Create a system user with no login shell and a home directory for storing state:

Terminal
sudo useradd -r -s /usr/sbin/nologin -m -d /var/lib/update-watcher update-watcher
FlagPurpose
-rCreate a system account (low UID, no aging).
-s /usr/sbin/nologinPrevent interactive login.
-m -d /var/lib/update-watcherCreate a home directory for the user.

Step 2: Configuration Directory and Permissions

Create the configuration directory and set ownership:

Terminal
sudo mkdir -p /etc/update-watcher
sudo chown update-watcher:update-watcher /etc/update-watcher
sudo chmod 755 /etc/update-watcher

If a configuration file already exists, move it and set restrictive permissions:

Terminal
sudo mv config.yaml /etc/update-watcher/config.yaml
sudo chown update-watcher:update-watcher /etc/update-watcher/config.yaml
sudo chmod 600 /etc/update-watcher/config.yaml
The 600 permission ensures only the update-watcher user can read the file, which is important because it may contain webhook URLs, API tokens, and SMTP credentials.

Step 3: Log File Setup (Optional)

If you want persistent logging beyond cron mail:

Terminal
sudo touch /var/log/update-watcher.log
sudo chown update-watcher:update-watcher /var/log/update-watcher.log
sudo chmod 644 /var/log/update-watcher.log

Then configure the log file path in your config:

config.yaml
settings:
  log_file: "/var/log/update-watcher.log"

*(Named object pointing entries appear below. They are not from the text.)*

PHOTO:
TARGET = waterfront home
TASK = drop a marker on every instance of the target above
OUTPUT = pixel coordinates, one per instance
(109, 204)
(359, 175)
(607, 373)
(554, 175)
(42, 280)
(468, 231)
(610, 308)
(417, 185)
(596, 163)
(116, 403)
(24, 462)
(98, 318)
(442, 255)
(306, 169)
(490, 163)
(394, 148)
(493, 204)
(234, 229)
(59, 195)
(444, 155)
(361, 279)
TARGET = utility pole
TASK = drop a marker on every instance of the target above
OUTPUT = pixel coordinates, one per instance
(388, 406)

Step 4: Sudoers Configuration

Most system package manager checkers need sudo to refresh package lists. Grant the update-watcher user passwordless sudo for only the specific commands it needs.

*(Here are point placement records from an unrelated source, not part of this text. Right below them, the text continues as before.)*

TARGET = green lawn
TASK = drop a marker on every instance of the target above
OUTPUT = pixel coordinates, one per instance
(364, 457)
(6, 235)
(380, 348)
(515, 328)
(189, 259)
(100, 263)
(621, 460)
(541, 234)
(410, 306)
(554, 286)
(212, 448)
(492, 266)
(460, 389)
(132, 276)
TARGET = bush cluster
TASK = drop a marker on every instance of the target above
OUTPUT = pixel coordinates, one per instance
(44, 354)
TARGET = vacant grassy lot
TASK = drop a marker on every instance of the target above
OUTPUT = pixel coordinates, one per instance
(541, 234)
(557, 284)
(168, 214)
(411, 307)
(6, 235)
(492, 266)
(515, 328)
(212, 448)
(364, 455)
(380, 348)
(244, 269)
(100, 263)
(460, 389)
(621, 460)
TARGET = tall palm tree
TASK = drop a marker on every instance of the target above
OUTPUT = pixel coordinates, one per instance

Create a sudoers drop-in file:

Terminal
sudo visudo -f /etc/sudoers.d/update-watcher

Add the rules for your distribution’s package manager. Only include the section for the package manager(s) you use.

APT (Debian, Ubuntu)

/etc/sudoers.d/update-watcher
update-watcher ALL=(ALL) NOPASSWD: /usr/bin/apt-get update

DNF (Fedora, RHEL, Rocky, AlmaLinux)

/etc/sudoers.d/update-watcher
update-watcher ALL=(ALL) NOPASSWD: /usr/bin/dnf check-update
update-watcher ALL=(ALL) NOPASSWD: /usr/bin/dnf updateinfo

Pacman (Arch Linux, Manjaro)

/etc/sudoers.d/update-watcher
update-watcher ALL=(ALL) NOPASSWD: /usr/bin/pacman -Sy

Zypper (openSUSE, SLES)

/etc/sudoers.d/update-watcher
update-watcher ALL=(ALL) NOPASSWD: /usr/bin/zypper refresh
update-watcher ALL=(ALL) NOPASSWD: /usr/bin/zypper list-updates
update-watcher ALL=(ALL) NOPASSWD: /usr/bin/zypper list-patches

APK (Alpine Linux)

/etc/sudoers.d/update-watcher
update-watcher ALL=(ALL) NOPASSWD: /sbin/apk update

Multiple Package Managers

If you monitor multiple package managers on the same host (uncommon but possible), combine the rules in a single file:

/etc/sudoers.d/update-watcher
update-watcher ALL=(ALL) NOPASSWD: /usr/bin/apt-get update
update-watcher ALL=(ALL) NOPASSWD: /usr/bin/snap refresh --list
Always validate the sudoers file syntax after editing to avoid locking yourself out of sudo access.
Terminal
sudo visudo -c -f /etc/sudoers.d/update-watcher

Step 5: Docker Access

If you are using the Docker checker to monitor running containers, add the update-watcher user to the docker group:

Terminal
sudo usermod -aG docker update-watcher
This grants access to the Docker socket (/var/run/docker.sock) without requiring sudo. The Docker checker queries image digests to detect newer versions but never pulls images or modifies containers.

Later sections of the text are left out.